The result of the audience given accordingly to the envoys, two days later, was the communication of her decision to enter into the league proposed, but without definitely concluding the treaty until it should be ratified by the king.

On the 26th May articles were finally agreed upon, by which the king and queen agreed to defend each other's dominions, to unite in attacking the common enemy, and to invite other princes and states equally interested with themselves in resisting the ambitious projects of Spain, to join in the league. It was arranged that an army should be put in the field as soon as possible, at the expense of the king and queen, and of such other powers as should associate themselves in the proposed alliance; that this army should invade the dominions of the Spanish monarch, that the king and queen were never, without each other's consent, to make peace or truce with Philip; that the queen should immediately raise four thousand infantry to serve six months of every year in Picardy and Normandy, with the condition that they were never to be sent to a distance of more than fifty leagues from Boulogna; that when the troubles of Ireland should be over the queen should be at liberty to add new troops to the four thousand men thus promised by her to the league; that the queen was to furnish to these four thousand men six months' pay in advance before they should leave England, and that the king should agree to repay the amount six months afterwards, sending meanwhile four nobles to England as hostages. If the dominions of the queen should be attacked it was stipulated that, at two months' notice, the king should raise four thousand men at the expense of the queen and send them to her assistance, and that they were to serve for six months at her charge, but were not to be sent to a distance of more than fifty leagues from the coasts of France.

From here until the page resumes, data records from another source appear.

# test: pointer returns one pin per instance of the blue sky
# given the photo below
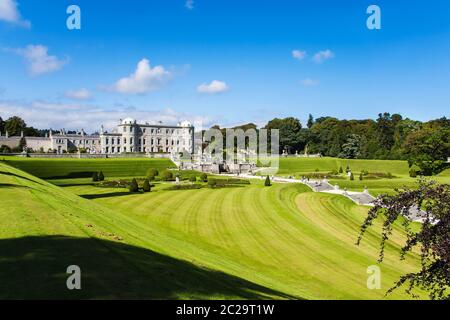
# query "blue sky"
(221, 61)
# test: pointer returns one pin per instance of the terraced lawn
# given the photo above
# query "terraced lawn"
(298, 166)
(283, 237)
(251, 241)
(77, 168)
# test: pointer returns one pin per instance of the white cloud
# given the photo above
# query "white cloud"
(321, 56)
(81, 94)
(9, 12)
(189, 4)
(309, 82)
(72, 116)
(143, 80)
(215, 86)
(298, 54)
(38, 60)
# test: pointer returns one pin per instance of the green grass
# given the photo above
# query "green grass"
(45, 229)
(297, 166)
(251, 242)
(283, 237)
(399, 169)
(59, 168)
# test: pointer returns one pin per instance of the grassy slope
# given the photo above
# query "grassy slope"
(44, 229)
(283, 237)
(295, 166)
(45, 168)
(299, 166)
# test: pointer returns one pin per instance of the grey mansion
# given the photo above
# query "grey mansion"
(128, 137)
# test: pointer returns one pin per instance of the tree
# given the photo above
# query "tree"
(433, 236)
(310, 121)
(351, 149)
(428, 148)
(204, 177)
(5, 149)
(15, 126)
(133, 186)
(167, 176)
(22, 144)
(289, 132)
(147, 187)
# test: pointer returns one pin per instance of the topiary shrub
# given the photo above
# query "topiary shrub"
(414, 171)
(167, 176)
(152, 172)
(147, 187)
(133, 187)
(204, 177)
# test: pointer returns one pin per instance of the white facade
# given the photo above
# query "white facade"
(130, 136)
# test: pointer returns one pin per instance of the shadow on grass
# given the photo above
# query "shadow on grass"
(35, 268)
(11, 185)
(107, 195)
(64, 185)
(6, 173)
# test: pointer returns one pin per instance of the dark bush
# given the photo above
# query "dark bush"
(133, 187)
(185, 186)
(167, 176)
(147, 187)
(152, 172)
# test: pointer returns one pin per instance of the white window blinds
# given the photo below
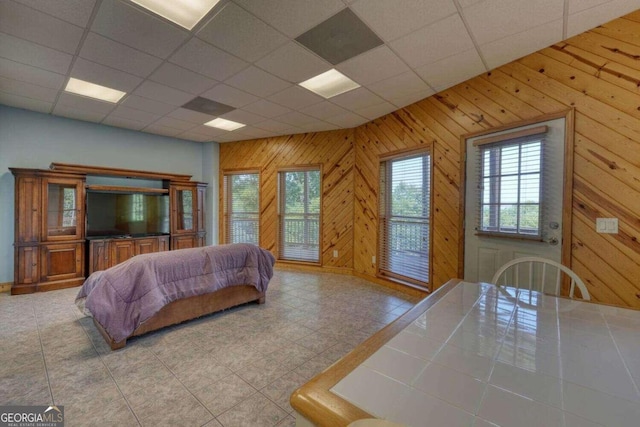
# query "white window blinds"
(299, 205)
(242, 208)
(511, 186)
(405, 193)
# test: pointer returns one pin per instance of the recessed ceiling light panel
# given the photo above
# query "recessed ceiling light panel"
(330, 83)
(224, 124)
(186, 13)
(92, 90)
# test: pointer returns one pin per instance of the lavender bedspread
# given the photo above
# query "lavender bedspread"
(123, 297)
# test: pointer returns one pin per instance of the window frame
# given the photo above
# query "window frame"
(280, 212)
(517, 138)
(227, 201)
(386, 195)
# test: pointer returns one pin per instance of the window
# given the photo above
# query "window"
(405, 192)
(511, 178)
(241, 207)
(299, 206)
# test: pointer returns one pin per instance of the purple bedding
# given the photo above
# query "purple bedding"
(123, 297)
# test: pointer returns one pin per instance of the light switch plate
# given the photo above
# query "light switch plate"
(607, 225)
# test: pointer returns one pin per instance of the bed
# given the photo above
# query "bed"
(152, 291)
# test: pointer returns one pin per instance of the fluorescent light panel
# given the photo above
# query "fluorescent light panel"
(224, 124)
(186, 13)
(92, 90)
(330, 84)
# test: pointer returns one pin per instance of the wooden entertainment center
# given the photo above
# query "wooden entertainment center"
(52, 249)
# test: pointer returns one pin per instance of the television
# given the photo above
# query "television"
(112, 213)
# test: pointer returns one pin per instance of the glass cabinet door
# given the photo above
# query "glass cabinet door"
(63, 209)
(185, 210)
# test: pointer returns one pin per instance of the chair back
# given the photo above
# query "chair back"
(536, 277)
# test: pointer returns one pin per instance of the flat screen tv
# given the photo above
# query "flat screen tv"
(118, 214)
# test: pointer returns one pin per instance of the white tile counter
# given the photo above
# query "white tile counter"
(483, 355)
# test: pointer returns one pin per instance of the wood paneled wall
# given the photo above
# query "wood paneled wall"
(335, 152)
(597, 73)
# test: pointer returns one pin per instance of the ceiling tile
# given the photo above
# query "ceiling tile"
(162, 130)
(292, 17)
(436, 41)
(257, 82)
(208, 60)
(230, 95)
(391, 20)
(166, 94)
(148, 105)
(295, 98)
(591, 18)
(323, 110)
(123, 122)
(348, 120)
(78, 113)
(376, 111)
(236, 30)
(190, 116)
(194, 136)
(29, 53)
(339, 38)
(356, 99)
(518, 45)
(22, 21)
(452, 70)
(266, 108)
(116, 55)
(181, 78)
(75, 11)
(29, 74)
(82, 103)
(375, 65)
(26, 103)
(296, 119)
(28, 90)
(175, 123)
(127, 24)
(105, 76)
(134, 114)
(293, 63)
(244, 117)
(403, 101)
(495, 19)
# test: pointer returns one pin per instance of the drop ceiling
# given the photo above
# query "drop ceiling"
(249, 56)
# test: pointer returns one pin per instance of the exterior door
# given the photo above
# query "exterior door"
(486, 252)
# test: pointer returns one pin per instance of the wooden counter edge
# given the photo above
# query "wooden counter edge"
(315, 401)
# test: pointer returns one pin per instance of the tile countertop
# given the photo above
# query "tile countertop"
(473, 354)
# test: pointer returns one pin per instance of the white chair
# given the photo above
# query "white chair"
(541, 276)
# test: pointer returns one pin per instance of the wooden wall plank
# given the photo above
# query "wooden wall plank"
(594, 72)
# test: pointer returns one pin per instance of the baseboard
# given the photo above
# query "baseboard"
(280, 265)
(409, 290)
(6, 287)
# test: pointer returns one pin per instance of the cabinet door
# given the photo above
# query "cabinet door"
(184, 242)
(163, 243)
(201, 202)
(27, 209)
(26, 265)
(121, 250)
(63, 207)
(98, 255)
(146, 246)
(183, 209)
(61, 261)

The English were not willing that the States-General should be comprehended among the powers to be invited to join the league, because being under the protection of the Queen of England they were supposed to have no will but hers. Burghley insisted accordingly that, in speaking of those who were thus to be asked, no mention was to be made of peoples nor of states, for fear lest the States-General might be included under those terms. The queen was, however, brought at last to yield the point, and consented, in order to satisfy the French envoys, that to the word princes should be added the general expression orders or estates. The obstacle thus interposed to the formation of the league by the hatred of the queen and of the privileged classes of England to popular liberty, and by the secret desire entertained of regaining that sovereignty over the provinces which had been refused ten years before by Elizabeth, was at length set aside. The republic, which might have been stifled at its birth, was now a formidable fact, and could neither be annexed to the English dominions nor deprived of its existence as a new member of the European family.

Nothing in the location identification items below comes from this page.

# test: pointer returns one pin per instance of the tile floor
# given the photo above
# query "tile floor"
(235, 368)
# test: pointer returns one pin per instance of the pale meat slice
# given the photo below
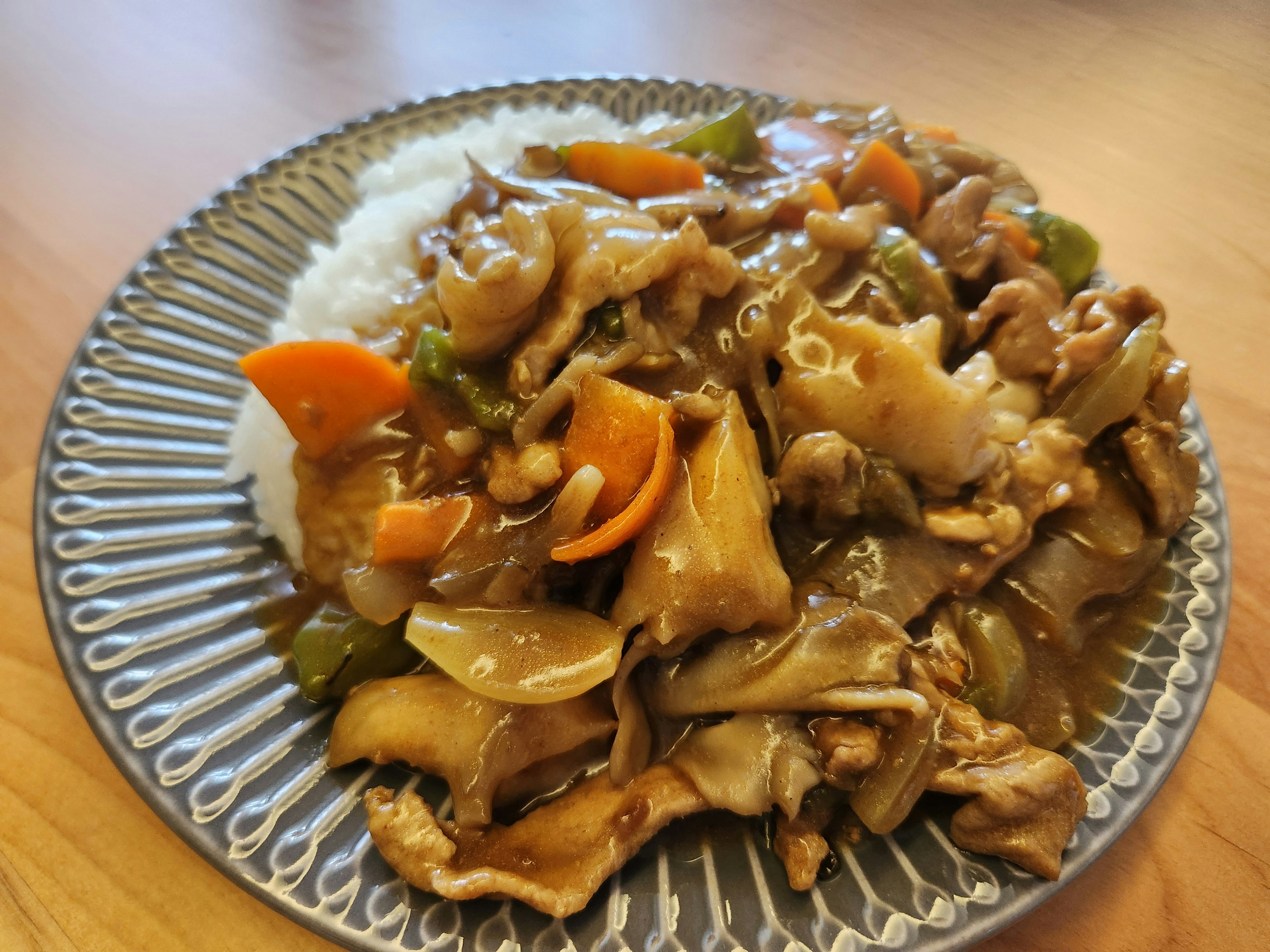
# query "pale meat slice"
(883, 389)
(554, 860)
(609, 256)
(751, 763)
(1025, 801)
(955, 231)
(473, 742)
(836, 657)
(708, 559)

It being no longer possible to gainsay the presence of the young commonwealth among the nations, the next best thing—so it was thought—was to defraud her in the treaty to which she was now invited to accede. This, as it will presently appear, the King of France and the Queen of England succeeded in doing very thoroughly, and they accomplished it notwithstanding the astuteness and the diligence of the States' envoy, who at Henry's urgent request had accompanied the French mission to England. Calvaert had been very active in bringing about the arrangement, to assist in which he had, as we have seen, risen from a sick bed and made the journey to England: "The proposition for an offensive and defensive alliance was agreed to by her Majesty's Council, but under intolerable and impracticable conditions," said he, "and, as such, rejected by the duke and Sancy, so that they took leave of her Majesty. At last, after some negotiation in which, without boasting, I may say that I did some service, it was again taken in hand, and at last, thank God, although with much difficulty, the league has been concluded."

When the task was finished the French envoys departed to obtain their master's ratification of the treaty. Elizabeth expressed herself warmly in regard to her royal brother, inviting him earnestly to pay her a visit, in which case she said she would gladly meet him half way; for a sight of him would be her only consolation in the midst of her adversity and annoyance. "He may see other princesses of a more lovely appearance," she added, "but he will never make a visit to a more faithful friend."

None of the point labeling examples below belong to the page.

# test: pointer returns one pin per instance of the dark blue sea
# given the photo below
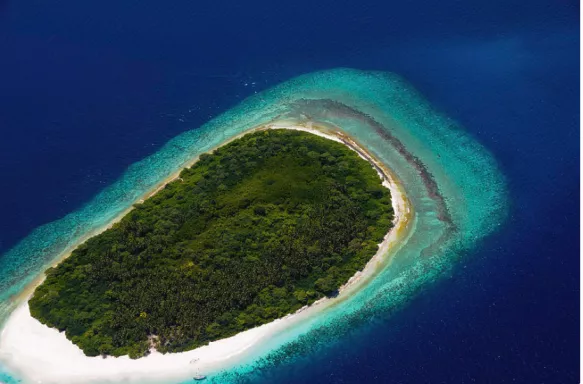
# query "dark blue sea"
(89, 87)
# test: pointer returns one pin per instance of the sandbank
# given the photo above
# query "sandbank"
(39, 354)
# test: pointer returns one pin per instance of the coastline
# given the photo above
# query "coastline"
(38, 353)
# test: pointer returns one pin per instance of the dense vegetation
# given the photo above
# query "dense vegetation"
(263, 226)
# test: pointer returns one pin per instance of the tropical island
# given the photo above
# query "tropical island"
(257, 229)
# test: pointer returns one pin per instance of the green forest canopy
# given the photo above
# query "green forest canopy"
(259, 228)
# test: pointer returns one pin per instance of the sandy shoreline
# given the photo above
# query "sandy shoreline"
(41, 354)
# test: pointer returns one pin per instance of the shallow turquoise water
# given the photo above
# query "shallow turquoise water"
(452, 182)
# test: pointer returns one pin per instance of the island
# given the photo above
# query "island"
(255, 230)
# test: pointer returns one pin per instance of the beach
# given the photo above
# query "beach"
(41, 354)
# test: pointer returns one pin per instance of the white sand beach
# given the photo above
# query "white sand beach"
(39, 354)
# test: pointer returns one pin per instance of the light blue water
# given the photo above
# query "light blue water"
(453, 184)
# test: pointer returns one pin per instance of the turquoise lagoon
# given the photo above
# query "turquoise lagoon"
(453, 184)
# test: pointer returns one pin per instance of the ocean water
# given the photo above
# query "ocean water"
(89, 89)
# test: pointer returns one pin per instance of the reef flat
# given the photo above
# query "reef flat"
(453, 187)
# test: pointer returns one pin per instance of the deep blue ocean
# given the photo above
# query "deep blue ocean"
(89, 87)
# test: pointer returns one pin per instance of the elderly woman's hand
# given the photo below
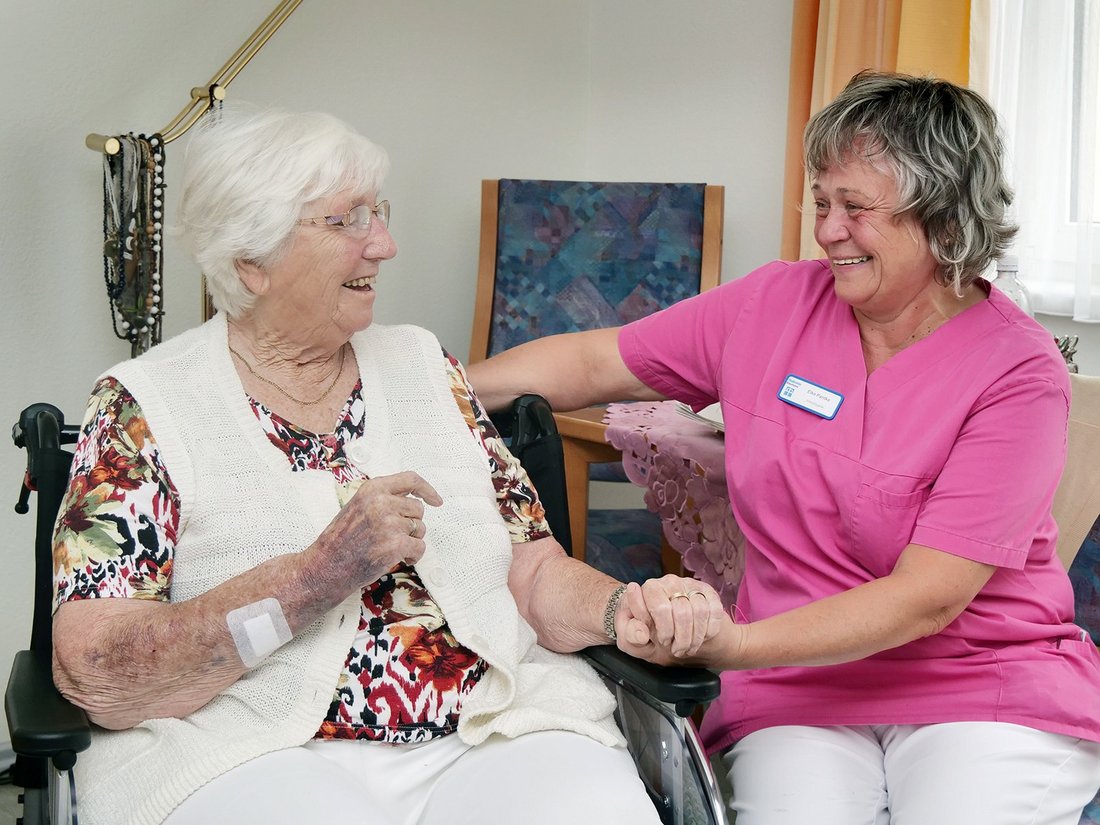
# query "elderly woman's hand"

But the treaty thus concluded was for the public. The real agreement between France and England was made by a few days later, and reduced the ostensible arrangement to a sham, a mere decoy to foreign nations, especially to the Dutch republic, to induce them to imitate England in joining the league, and to emulate her likewise in affording that substantial assistance to the league which in reality England was very far from giving.

"Two contracts were made," said Secretary of State Villeroy; "the one public, to give credit and reputation to the said league, the other secret, which destroyed the effects and the promises of the first. By the first his Majesty was to be succoured by four thousand infantry, which number was limited by the second contract to two thousand, who were to reside and to serve only in the cities of Boulogne and Montreuil, assisted by an equal number of French, and not otherwise, and on condition of not being removed from those towns unless his Majesty should be personally present in Picardy with an army, in which case they might serve in Picardy, but nowhere else."

An English garrison in a couple of French seaports, over against the English coast, would hardly have seemed a sufficient inducement to other princes and states to put large armies in the field to sustain the Protestant league, had they known that this was the meagre result of the protocolling and disputations that had been going on all the summer at Greenwich.

Nevertheless the decoy did its work, The envoys returned to France, and it was not until three months later that the Duke of Bouillon again made his appearance in England, bringing the treaty duly ratified by Henry. The league was then solemnized, on, the 26th August, by the queen with much pomp and ceremony. Three peers of the realm waited upon the French ambassador at his lodgings, and escorted him and his suite in seventeen royal coaches to the Tower. Seven splendid barges then conveyed them along the Thames to Greenwich. On the pier the ambassador was received by the Earl of Derby at the head of a great suite of nobles and high functionaries, and conducted to the palace of Nonesuch.

There was a religious ceremony in the royal chapel, where a special pavilion had been constructed. Standing, within this sanctuary, the queen; with her hand on her breast, swore faithfully to maintain the league just concluded. She then gave her hand to the Duke of Bouillon, who held it in both his own, while psalms were sung and the organ resounded through the chapel. Afterwards there was a splendid banquet in the palace, the duke sitting in solitary grandeur at the royal table, being placed at a respectful distance from her Majesty, and the dishes being placed on the board by the highest nobles of the realm, who, upon their knees, served the queen with wine. No one save the ambassador sat at Elizabeth's table, but in the same hall was spread another, at which the Earl of Essex entertained many distinguished guests, young Count Lewis Gunther of Nassau among the number.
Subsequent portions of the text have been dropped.